Remember Beacon Power, that startup using 2,800-pound flywheels to cut noxious emissions? Well, three years later, the company is wrapping up construction of its first plant, a 20-megawatt operation that just happens to be the world's largest. The Stephentown, NY facility is home to 200 of these flywheels, which store and output energy as needed, essentially matching the power supply with the demands of the grid. The result, the company promises, is reduced energy waste and stable electrical frequencies hovering around 60Hz. And while the plant's already up and running at 18 megawatts, it won't be until later this month that Beacon finishes building it out so that it reaches its full capacity. Full PR and champagne-popping celebration plans after the break.
Show full PR text
Beacon Power to Celebrate Completion of World's First 20 MW Flywheel Plant
Stephentown Facility Now Operating at 18 MW as it Nears Final Capacity
TYNGSBORO, Mass., Jun 1, 2011 (GlobeNewswire via COMTEX) --
Beacon Power Corporation (Nasdaq:BCON), a leading provider of advanced products and services to support a more stable, reliable and efficient electricity grid, announced that on July 12, 2011, the Company will host a ceremony to mark the completion and full operation of its first 20-megawatt flywheel energy storage plant in Stephentown, New York. The facility, which provides grid-stabilizing commercial frequency regulation services to the New York State electricity grid, is currently operating at 18 MW and is expected to reach its full 20 MW capacity later this month.

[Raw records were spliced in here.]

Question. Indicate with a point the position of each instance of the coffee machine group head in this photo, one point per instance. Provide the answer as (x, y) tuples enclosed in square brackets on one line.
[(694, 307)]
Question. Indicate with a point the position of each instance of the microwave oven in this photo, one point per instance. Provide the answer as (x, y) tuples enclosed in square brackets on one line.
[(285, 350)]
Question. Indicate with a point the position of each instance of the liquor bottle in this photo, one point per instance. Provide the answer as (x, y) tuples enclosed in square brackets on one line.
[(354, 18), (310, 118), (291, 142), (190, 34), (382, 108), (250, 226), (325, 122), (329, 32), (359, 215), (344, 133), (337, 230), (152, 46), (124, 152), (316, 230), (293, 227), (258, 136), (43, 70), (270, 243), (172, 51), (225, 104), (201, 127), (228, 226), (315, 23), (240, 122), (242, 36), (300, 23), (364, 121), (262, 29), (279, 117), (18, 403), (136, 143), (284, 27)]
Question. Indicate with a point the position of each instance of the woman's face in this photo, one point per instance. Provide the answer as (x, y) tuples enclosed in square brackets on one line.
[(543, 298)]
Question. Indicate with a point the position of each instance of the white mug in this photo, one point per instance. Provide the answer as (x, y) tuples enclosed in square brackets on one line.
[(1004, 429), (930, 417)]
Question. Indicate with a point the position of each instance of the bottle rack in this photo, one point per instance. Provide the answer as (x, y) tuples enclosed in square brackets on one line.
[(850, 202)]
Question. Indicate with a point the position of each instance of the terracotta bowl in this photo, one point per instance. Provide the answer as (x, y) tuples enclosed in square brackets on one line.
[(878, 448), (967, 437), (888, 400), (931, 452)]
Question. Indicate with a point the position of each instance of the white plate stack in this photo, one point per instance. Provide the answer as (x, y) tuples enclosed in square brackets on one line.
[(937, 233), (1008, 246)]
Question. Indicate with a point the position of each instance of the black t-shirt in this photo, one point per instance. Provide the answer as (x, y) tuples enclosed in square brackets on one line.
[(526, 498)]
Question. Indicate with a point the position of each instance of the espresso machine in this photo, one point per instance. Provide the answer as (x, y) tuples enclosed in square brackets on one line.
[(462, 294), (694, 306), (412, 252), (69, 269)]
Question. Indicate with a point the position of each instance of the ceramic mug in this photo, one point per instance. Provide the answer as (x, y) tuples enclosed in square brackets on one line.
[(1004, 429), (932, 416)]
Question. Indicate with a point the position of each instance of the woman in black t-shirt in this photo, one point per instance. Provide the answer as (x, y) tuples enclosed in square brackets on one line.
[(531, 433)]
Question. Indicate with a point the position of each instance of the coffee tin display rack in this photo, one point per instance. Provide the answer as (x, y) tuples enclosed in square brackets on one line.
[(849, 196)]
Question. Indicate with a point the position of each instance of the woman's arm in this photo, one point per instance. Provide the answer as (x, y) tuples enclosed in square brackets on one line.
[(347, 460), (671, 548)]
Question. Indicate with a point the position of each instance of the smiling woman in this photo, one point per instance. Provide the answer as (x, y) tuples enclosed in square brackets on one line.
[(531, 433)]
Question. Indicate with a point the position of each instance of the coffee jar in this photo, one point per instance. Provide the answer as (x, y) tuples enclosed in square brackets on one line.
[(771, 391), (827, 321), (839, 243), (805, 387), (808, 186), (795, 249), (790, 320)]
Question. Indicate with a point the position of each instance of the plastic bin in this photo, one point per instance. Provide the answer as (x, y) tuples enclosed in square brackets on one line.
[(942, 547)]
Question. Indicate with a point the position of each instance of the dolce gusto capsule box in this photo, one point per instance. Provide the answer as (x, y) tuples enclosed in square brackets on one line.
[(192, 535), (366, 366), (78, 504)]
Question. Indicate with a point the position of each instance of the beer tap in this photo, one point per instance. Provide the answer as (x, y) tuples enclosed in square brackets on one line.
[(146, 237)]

Bill Capp, Beacon Power president and CEO, said: "The completion and energization of our first full-scale commercial flywheel plant is a true milestone and cause for celebration. Our event will recognize the individuals and organizations that were instrumental in supporting this achievement, as well as give guests a chance to see the operation in person. When compared to other methods, our Stephentown flywheel plant offers the cleanest and most cost-effective solution for frequency regulation ever deployed on a power grid."
Capp continued: "The startup of our first plant has been closely followed by utilities, grid operators, regulators, wind developers, and other stakeholders around the world. Its successful completion and full-scale operation supports our two-part business model: owning and operating merchant plants that provide regulation services in open-bid markets -- and that become references for the sale of flywheel plants on a turnkey basis to vertically integrated utilities. This facility is just the beginning."